John W. Campbell, one of the first and most important editors of science fiction in the middle of the 20th century was said to have told Isaac Asimov that science fiction mysteries aren’t possible because the detective can always say “I can just take out my ‘pocket franistan’ and solve this crime by doing this…”
Asimov responded by writing a series of science fiction mysteries (most notably his Robot Novels) that didn’t use a pocket franistan. Asimov said, and rightly so I think, that the only way you can have really good science fiction mysteries is if you lay out the rules early on and then stick to them. In other words, if you’re going to let your detective have some cool gadget then you’d better make sure the readers know it soon enough in the telling that they don’t feel cheated when it gets used.
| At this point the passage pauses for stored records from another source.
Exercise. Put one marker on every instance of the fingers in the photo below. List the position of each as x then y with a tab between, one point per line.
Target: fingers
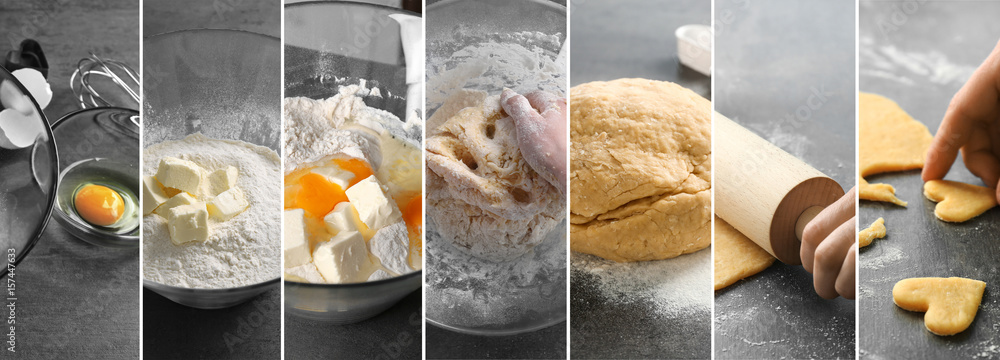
830	258
979	158
846	279
974	103
824	224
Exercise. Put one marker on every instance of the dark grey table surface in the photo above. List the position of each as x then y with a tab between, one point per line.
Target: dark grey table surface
919	55
612	40
777	60
75	298
251	330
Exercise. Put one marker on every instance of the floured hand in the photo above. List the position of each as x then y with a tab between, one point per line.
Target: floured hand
540	119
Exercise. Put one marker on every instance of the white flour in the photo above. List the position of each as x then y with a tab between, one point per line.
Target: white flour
241	251
680	285
523	62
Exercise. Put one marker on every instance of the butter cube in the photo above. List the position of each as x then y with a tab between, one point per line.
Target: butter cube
221	180
379	275
228	204
335	175
375	208
180	174
296	243
341	219
343	258
181	199
152	195
188	223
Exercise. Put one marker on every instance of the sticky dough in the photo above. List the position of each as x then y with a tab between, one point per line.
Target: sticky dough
890	140
736	256
950	303
481	194
875	231
640	170
959	202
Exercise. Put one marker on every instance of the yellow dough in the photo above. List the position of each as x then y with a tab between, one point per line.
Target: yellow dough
640	170
958	202
876	231
890	140
950	303
736	256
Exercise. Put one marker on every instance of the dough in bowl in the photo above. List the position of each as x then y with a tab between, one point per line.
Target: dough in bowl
481	194
640	170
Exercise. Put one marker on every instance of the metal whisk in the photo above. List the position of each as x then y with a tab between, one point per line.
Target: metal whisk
91	87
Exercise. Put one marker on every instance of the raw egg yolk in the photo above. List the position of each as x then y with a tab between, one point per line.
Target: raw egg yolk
99	205
317	195
358	167
413	213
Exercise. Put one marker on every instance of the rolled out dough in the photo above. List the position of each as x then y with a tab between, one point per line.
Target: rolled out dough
876	231
736	256
959	202
890	140
640	170
950	303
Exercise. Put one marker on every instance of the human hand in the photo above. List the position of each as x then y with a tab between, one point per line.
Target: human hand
829	248
972	125
540	119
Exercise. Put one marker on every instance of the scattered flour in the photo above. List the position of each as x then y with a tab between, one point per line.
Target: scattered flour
676	286
242	251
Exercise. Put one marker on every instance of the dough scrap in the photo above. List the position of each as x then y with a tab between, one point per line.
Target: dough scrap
890	140
950	303
959	202
481	194
876	231
736	256
640	170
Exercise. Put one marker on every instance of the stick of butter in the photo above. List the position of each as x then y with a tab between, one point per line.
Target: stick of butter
180	174
188	223
342	259
375	209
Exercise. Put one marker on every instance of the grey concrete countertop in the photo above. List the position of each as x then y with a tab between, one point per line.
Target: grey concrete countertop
919	55
75	299
393	334
786	71
248	330
626	39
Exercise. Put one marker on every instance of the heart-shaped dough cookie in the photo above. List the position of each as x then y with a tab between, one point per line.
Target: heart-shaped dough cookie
958	202
950	303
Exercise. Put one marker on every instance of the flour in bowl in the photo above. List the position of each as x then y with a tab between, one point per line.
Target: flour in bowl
240	251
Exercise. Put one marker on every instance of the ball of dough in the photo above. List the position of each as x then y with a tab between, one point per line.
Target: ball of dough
640	170
481	194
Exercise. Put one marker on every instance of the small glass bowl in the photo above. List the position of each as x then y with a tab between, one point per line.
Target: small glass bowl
110	135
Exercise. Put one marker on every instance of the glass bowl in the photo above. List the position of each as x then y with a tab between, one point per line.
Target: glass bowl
225	84
328	45
28	175
466	294
110	138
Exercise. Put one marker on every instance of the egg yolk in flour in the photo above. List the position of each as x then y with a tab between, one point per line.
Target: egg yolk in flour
99	205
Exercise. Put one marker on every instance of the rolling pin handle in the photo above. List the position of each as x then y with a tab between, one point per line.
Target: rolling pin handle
807	215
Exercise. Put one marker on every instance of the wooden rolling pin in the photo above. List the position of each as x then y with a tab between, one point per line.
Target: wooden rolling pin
764	192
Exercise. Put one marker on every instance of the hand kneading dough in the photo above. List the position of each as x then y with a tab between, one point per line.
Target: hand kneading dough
958	202
890	140
481	194
736	256
951	303
640	170
876	231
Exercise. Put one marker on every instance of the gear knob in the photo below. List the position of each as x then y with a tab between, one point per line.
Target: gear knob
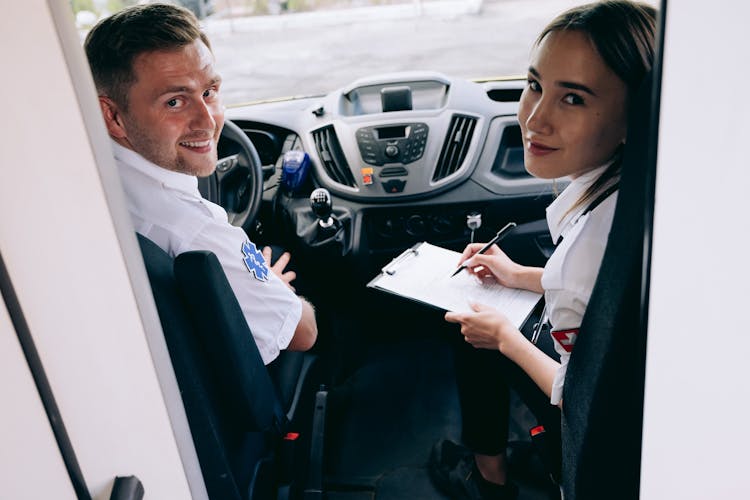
322	206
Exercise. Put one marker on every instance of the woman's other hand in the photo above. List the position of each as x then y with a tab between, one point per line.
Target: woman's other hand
486	328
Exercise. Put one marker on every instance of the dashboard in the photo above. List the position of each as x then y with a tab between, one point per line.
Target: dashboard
406	157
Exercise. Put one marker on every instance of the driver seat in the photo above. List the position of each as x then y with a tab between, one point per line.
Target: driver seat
238	415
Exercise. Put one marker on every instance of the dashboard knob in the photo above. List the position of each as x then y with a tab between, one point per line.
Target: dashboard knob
321	205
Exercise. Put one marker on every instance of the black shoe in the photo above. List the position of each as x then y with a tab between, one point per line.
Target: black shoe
454	471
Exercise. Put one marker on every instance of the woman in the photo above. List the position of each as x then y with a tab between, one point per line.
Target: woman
584	68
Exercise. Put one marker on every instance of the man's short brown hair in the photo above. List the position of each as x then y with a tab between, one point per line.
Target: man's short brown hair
114	43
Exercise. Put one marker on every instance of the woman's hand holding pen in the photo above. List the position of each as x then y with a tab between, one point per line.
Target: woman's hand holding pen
496	264
486	328
493	263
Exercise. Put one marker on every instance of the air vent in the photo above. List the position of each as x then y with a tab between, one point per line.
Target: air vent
505	95
330	153
455	147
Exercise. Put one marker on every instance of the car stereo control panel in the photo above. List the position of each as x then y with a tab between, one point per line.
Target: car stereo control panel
403	143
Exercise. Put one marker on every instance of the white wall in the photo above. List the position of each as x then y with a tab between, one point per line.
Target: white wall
696	437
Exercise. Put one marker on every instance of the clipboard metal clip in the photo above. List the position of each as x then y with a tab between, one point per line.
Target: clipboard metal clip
392	266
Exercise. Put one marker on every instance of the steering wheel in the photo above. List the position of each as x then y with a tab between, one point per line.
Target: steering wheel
237	182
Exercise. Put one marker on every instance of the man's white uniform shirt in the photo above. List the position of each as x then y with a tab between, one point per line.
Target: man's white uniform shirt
571	271
167	208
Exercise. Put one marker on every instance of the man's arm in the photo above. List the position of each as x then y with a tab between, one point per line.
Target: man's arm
307	329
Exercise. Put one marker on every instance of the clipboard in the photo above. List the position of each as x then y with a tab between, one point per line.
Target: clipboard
423	272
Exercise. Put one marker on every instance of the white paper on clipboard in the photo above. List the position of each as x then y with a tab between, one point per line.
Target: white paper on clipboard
423	273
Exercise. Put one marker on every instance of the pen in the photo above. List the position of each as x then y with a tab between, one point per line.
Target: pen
499	236
539	326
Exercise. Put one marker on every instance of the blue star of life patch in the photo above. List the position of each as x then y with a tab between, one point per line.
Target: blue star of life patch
254	261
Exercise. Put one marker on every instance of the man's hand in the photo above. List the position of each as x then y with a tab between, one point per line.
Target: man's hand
278	267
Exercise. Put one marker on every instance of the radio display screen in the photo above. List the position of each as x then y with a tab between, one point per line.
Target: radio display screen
396	132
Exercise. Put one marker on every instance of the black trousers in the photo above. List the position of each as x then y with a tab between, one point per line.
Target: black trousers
484	378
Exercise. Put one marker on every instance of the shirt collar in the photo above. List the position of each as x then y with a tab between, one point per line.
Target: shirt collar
167	178
559	215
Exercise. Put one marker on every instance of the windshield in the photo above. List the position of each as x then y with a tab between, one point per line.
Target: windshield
268	49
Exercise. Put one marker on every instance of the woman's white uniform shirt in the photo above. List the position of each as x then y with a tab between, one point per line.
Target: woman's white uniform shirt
571	271
167	208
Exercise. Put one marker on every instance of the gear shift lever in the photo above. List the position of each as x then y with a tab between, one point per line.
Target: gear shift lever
322	206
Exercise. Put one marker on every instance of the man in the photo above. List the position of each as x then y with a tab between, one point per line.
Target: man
159	95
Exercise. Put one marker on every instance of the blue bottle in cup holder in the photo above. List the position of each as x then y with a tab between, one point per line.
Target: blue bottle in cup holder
294	167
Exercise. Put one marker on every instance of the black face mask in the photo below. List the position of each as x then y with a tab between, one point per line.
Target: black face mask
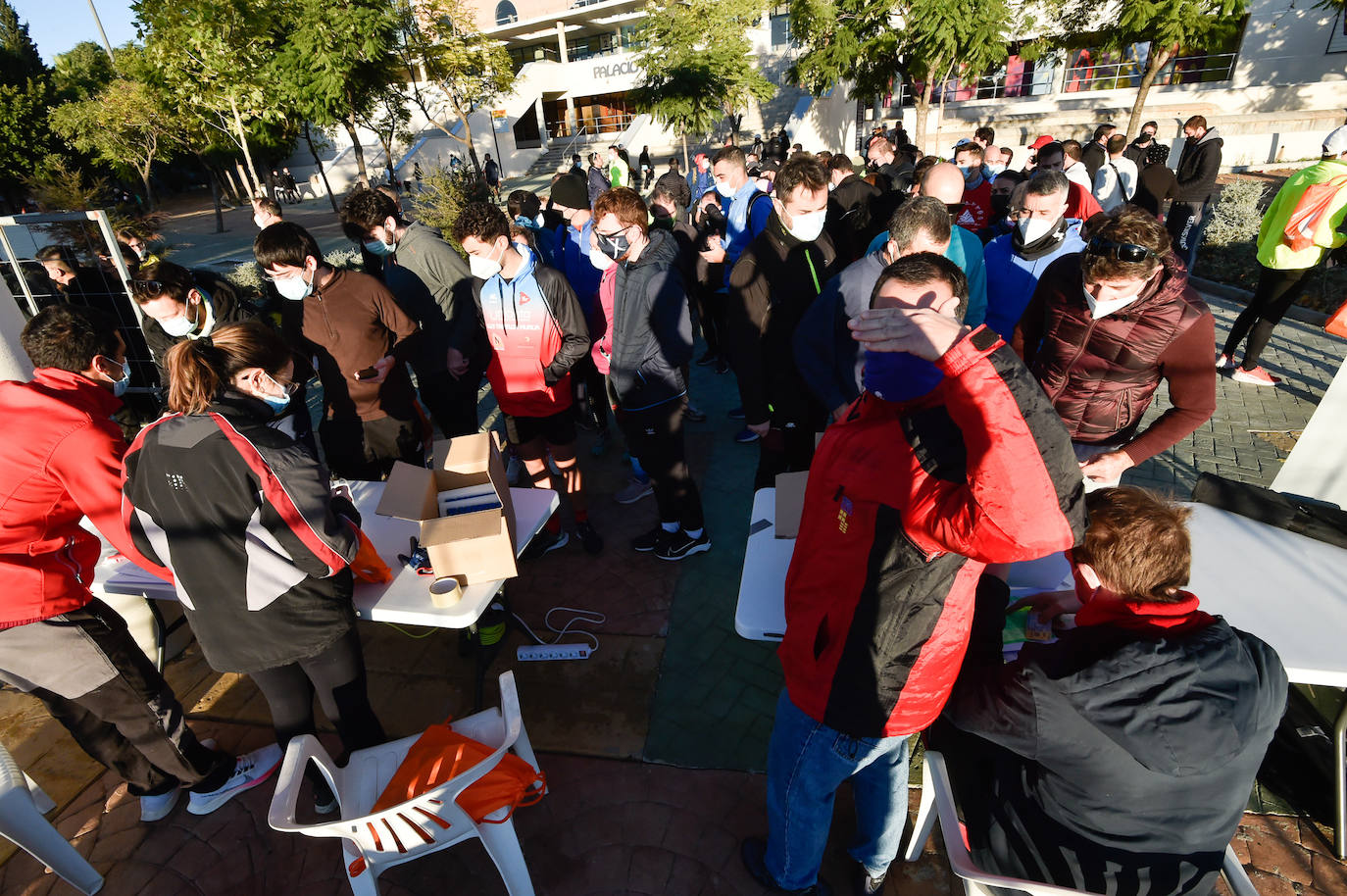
613	247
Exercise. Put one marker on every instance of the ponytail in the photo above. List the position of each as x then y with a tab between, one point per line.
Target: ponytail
201	370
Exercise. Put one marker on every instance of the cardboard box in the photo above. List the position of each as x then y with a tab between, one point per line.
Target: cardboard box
464	508
789	503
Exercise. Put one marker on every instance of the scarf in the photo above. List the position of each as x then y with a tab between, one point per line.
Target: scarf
1156	619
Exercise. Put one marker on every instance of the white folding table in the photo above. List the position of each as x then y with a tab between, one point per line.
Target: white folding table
406	600
1286	589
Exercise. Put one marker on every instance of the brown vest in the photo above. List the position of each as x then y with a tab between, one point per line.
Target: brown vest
1101	374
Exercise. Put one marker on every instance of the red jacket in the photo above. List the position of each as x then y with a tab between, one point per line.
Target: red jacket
60	461
904	507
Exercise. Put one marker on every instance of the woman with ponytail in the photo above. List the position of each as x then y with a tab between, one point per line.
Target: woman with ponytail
244	519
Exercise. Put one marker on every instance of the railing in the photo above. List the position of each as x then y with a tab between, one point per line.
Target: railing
615	123
1113	75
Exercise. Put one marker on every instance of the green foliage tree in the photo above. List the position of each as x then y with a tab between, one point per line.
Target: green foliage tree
335	64
126	125
19	58
865	42
697	65
1168	25
82	72
215	57
453	68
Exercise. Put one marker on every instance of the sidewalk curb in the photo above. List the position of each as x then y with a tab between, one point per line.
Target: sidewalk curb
1295	313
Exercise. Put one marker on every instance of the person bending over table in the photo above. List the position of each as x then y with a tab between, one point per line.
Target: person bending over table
950	460
1120	758
244	521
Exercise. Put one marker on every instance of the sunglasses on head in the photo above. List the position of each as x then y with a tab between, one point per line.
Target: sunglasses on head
1122	251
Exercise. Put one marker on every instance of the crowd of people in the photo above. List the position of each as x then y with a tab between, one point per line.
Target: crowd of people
976	345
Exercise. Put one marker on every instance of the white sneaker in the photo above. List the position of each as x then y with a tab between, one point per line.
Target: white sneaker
155	807
249	770
633	490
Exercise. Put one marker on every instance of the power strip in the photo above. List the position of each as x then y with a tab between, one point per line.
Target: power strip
528	652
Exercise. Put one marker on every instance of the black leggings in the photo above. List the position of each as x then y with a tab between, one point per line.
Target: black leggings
338	678
1275	292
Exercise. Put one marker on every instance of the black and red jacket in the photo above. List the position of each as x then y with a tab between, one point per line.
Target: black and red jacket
241	517
906	506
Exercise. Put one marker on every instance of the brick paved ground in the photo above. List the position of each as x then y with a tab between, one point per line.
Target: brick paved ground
654	745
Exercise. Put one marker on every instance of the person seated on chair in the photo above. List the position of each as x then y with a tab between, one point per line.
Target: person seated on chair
1120	758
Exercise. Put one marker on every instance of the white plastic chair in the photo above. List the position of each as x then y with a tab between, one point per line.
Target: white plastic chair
427	823
22	806
937	795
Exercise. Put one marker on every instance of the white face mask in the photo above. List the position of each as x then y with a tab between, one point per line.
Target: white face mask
295	287
1112	306
483	267
807	227
176	326
1033	229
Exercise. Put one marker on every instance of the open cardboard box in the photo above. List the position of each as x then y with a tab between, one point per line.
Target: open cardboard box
464	508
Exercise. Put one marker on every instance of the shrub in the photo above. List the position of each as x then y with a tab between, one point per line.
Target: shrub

All of this brings me to last night’s season premier of Alias in which Michael Vaughn dies. Here’s the thing – I’m not sure I believe he’s really dead and, even if he is, I’m not sure he’s completely dead. He’s maybe only mostly dead. Over the four previous seasons of Alias, I have not been convinced, especially lately, that someone is not going to open his jacket and say, “wait a minute – maybe if I inject Vaughn’s corpse with this special Rambaldi serum he’ll come back to life!”
Consequently, I can’t really commit to feeling bad about Vaughn’s demise. I feel like Alias is at a turning point – in the next few episodes they can grab me and keep me for the season by proving that they have no franistans in their pockets or they can use one and lose me.